Nightmares Case 12: Hypertensive Encephalopathy

This is the twelfth and final case in a series we are publishing that make up “The Nightmares Course” – a Sim Bootcamp for new residents.

The Nightmares Course at Queen’s University (Kingston, Ontario) was developed in 2011 by Drs. Dan Howes and Mike O’Connor. The course emerged organically in response to requests from first year residents wanting more training in the response to acutely unwell patients. In 2014, Dr. Tim Chaplin took over as the course director and has expanded the course to include first year residents from 14 programs and to provide both formative feedback and summative assessment. The course involves 4 sessions between August and November and a summative OSCE in December. Each session involves 4-5 residents and covers 3 simulated scenarios that are based on common calls to the floor. The course has been adapted for use at the University of Saskatchewan, the University of Manitoba, and the University of Calgary.

Why it Matters

The first few months of residency can be a stressful time with long nights on call and the adjustment to a new level of responsibility. While help should always be available, the first few minutes of managing a decompensating patient is something all junior residents must be competent at. This case series will help to accomplish that through simulation.

Clinical Vignette

It is 3:00 am, you are called to the floor to assess a 73-year old man, Mr. Brown, who was admitted to general surgery 2 days ago, and has a scheduled large bowel resection for diverticulitis tomorrow.  He has been undergoing bowel prep.

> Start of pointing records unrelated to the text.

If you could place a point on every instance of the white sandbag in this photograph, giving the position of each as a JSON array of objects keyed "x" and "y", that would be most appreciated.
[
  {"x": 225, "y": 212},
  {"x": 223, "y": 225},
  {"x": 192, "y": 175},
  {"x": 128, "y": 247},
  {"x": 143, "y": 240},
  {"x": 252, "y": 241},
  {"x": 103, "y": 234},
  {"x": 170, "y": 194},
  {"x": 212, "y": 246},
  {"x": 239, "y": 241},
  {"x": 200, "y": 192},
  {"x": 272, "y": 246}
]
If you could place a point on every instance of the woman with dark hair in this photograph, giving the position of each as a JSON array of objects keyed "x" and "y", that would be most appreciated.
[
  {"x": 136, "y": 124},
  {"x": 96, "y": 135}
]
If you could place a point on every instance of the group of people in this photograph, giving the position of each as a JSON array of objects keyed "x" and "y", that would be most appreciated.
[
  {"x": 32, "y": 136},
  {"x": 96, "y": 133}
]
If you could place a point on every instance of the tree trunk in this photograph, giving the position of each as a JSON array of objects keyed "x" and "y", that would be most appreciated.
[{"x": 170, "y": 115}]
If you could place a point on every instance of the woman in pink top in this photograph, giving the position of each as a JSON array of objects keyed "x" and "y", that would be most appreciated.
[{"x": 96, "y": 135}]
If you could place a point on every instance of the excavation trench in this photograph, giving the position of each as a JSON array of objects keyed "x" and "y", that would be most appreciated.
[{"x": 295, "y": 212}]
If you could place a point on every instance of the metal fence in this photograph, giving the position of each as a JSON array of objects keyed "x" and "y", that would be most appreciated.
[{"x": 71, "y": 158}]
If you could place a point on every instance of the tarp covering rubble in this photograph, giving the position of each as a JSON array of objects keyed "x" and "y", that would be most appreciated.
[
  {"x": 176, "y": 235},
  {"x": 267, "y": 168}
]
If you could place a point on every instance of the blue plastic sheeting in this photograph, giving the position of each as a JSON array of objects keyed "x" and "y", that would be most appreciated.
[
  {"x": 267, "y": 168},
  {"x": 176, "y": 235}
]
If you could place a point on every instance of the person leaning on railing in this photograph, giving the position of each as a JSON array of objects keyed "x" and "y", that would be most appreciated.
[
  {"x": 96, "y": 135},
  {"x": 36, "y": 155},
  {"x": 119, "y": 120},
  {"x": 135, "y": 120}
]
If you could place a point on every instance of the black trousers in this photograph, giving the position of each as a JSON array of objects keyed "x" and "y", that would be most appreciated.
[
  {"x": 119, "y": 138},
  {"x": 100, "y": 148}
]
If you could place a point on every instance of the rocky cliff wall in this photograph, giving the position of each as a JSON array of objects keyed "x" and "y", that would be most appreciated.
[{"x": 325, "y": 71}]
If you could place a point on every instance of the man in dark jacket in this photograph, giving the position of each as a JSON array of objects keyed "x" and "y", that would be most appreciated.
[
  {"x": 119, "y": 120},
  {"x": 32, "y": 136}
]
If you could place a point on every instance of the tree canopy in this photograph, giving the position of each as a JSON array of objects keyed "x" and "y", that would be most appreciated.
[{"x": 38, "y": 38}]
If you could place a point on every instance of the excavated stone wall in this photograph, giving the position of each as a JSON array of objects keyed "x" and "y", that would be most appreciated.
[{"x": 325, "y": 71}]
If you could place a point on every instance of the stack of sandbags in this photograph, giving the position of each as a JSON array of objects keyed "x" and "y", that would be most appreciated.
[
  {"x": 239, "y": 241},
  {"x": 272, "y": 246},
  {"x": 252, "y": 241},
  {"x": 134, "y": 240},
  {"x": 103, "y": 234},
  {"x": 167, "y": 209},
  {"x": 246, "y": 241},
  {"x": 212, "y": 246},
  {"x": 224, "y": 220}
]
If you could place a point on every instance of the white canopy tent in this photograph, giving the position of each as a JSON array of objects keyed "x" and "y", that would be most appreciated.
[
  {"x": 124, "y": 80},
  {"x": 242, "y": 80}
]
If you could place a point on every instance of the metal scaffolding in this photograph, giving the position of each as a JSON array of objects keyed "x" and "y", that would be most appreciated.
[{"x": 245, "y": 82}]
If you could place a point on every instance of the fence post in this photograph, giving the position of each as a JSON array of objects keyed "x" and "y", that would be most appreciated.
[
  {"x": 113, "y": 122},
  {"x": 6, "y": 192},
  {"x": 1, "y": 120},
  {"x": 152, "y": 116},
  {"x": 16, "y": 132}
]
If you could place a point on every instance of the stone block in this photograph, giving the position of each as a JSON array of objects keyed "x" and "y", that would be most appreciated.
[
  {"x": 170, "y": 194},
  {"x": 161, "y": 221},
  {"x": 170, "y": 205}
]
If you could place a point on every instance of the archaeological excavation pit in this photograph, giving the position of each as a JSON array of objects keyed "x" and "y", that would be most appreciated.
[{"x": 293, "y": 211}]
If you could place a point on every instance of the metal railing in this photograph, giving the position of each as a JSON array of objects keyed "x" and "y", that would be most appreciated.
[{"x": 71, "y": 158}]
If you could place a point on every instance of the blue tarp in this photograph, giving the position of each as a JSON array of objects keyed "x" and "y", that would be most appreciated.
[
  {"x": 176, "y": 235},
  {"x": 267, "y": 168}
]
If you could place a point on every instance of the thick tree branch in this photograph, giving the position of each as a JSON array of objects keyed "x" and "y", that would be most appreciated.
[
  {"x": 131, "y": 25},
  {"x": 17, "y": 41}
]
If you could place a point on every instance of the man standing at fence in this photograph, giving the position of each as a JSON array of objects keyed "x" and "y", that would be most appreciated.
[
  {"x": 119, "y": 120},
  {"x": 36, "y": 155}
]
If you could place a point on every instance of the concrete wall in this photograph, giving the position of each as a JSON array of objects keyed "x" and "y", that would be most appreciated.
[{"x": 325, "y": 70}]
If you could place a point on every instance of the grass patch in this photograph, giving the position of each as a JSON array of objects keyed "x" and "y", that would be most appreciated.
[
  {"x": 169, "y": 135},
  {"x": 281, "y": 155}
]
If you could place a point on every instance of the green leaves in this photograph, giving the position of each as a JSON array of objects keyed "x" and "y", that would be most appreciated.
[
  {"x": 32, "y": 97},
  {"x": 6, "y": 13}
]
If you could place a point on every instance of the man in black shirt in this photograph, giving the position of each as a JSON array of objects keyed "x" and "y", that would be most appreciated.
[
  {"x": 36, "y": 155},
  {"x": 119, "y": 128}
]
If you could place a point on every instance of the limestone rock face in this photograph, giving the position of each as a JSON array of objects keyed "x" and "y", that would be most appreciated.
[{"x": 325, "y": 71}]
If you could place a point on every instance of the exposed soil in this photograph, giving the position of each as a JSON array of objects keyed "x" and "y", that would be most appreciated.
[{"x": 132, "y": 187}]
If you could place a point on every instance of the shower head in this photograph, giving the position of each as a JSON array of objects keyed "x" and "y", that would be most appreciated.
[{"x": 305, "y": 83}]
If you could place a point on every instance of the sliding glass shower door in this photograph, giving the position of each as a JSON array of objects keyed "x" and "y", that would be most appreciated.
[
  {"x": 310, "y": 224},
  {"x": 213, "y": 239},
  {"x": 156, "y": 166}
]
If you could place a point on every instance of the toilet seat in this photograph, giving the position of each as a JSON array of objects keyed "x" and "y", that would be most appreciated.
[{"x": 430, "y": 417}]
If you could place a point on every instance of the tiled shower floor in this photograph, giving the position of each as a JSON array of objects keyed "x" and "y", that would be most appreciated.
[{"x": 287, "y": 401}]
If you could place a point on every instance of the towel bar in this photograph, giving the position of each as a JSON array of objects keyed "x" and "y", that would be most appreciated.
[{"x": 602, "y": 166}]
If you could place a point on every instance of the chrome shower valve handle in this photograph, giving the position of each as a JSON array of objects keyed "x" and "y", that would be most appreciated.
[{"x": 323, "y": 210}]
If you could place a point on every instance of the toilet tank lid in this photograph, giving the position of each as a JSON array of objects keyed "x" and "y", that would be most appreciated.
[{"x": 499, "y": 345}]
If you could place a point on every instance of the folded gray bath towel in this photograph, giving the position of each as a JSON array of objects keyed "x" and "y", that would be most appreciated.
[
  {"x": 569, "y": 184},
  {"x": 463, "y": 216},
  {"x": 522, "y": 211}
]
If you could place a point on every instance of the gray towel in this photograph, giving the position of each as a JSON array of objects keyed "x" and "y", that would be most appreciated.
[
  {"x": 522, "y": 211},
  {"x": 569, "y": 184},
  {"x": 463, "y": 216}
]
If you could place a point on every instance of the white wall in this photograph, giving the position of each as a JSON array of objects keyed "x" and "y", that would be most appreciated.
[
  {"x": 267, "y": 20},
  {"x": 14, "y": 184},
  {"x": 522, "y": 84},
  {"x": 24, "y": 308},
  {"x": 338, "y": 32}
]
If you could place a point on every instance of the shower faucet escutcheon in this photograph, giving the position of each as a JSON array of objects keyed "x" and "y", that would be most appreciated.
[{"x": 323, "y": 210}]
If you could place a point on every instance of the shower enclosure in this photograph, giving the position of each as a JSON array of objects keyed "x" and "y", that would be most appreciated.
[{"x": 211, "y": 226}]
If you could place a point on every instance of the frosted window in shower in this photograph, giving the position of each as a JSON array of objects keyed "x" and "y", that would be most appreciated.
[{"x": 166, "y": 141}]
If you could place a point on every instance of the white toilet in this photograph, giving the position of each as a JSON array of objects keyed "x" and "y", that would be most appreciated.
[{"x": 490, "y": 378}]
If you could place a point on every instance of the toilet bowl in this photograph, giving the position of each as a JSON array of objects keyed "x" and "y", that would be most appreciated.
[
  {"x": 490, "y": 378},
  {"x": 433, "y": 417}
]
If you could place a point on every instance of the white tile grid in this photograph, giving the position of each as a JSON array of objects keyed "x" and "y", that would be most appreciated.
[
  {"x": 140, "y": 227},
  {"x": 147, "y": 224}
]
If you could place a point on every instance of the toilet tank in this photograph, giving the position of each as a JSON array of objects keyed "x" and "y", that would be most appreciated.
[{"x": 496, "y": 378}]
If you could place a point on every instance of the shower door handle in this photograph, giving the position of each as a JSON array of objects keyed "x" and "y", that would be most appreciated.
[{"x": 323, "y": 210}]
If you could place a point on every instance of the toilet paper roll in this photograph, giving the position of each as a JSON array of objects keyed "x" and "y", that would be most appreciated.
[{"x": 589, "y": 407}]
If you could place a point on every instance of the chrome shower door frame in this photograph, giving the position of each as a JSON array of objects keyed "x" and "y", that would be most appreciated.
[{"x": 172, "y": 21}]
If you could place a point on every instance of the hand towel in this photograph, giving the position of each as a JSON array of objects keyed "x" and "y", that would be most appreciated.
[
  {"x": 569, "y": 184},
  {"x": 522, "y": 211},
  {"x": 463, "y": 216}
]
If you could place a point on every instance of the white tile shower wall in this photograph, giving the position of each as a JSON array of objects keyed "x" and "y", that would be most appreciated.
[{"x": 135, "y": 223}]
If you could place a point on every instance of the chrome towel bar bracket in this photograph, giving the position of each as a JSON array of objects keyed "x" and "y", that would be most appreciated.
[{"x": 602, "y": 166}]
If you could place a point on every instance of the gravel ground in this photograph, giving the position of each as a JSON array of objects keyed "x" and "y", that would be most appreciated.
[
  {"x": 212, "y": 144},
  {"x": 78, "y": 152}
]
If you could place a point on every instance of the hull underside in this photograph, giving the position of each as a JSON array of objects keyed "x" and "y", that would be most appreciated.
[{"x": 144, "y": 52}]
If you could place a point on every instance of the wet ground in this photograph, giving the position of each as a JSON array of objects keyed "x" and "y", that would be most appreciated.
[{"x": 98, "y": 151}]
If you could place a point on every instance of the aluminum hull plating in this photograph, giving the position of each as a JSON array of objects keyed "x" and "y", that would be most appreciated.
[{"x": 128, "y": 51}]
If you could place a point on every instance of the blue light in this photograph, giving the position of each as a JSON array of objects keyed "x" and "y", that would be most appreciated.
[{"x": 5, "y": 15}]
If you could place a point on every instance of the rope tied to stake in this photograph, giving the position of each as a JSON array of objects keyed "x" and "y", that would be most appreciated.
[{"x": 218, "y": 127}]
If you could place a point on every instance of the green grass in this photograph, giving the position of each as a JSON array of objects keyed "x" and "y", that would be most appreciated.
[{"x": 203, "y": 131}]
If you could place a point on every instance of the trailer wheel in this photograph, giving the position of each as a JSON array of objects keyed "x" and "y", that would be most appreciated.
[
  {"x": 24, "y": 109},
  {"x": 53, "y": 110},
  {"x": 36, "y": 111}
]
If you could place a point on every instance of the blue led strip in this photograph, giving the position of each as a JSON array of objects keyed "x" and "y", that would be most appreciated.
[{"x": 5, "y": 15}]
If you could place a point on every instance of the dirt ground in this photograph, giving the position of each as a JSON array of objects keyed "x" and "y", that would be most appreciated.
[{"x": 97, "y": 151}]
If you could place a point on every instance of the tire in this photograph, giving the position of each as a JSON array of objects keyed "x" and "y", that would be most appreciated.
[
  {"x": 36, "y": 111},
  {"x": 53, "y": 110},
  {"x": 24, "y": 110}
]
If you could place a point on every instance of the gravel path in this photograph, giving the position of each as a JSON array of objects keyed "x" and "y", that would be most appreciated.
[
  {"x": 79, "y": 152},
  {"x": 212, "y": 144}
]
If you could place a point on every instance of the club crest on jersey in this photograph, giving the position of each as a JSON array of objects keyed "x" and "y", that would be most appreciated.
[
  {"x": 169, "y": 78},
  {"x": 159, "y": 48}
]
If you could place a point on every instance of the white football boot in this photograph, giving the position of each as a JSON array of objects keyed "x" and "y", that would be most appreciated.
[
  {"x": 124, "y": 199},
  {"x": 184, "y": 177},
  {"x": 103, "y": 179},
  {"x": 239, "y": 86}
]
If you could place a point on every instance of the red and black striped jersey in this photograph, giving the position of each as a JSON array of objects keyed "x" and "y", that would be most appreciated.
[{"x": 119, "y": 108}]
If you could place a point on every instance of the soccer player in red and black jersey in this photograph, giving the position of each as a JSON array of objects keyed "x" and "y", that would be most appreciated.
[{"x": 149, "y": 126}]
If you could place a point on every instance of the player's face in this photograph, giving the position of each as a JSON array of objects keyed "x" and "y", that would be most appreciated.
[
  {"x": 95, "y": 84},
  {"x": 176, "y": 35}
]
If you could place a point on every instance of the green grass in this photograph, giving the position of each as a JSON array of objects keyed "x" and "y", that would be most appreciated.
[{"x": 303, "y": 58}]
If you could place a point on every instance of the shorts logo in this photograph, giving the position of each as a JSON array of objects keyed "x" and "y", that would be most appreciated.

You are called because he is experiencing confusion, shortness of breath, and chest heaviness.


This case involves the assessment and management of an acutely confused patient with hypertensive encephalopathy. The resident is expected to initiate appropriate supportive measures (ensure working IV, oxygen, monitors) while obtaining a focused history and performing a focused physical exam, including a detailed neurologic assessment. They should recognize the elevated blood pressure and order a work-up for end-organ damage. The patient will require transfer to a critical care setting for administration of acute blood pressure lowering agents including involvement of RACE or a similar high acuity response team.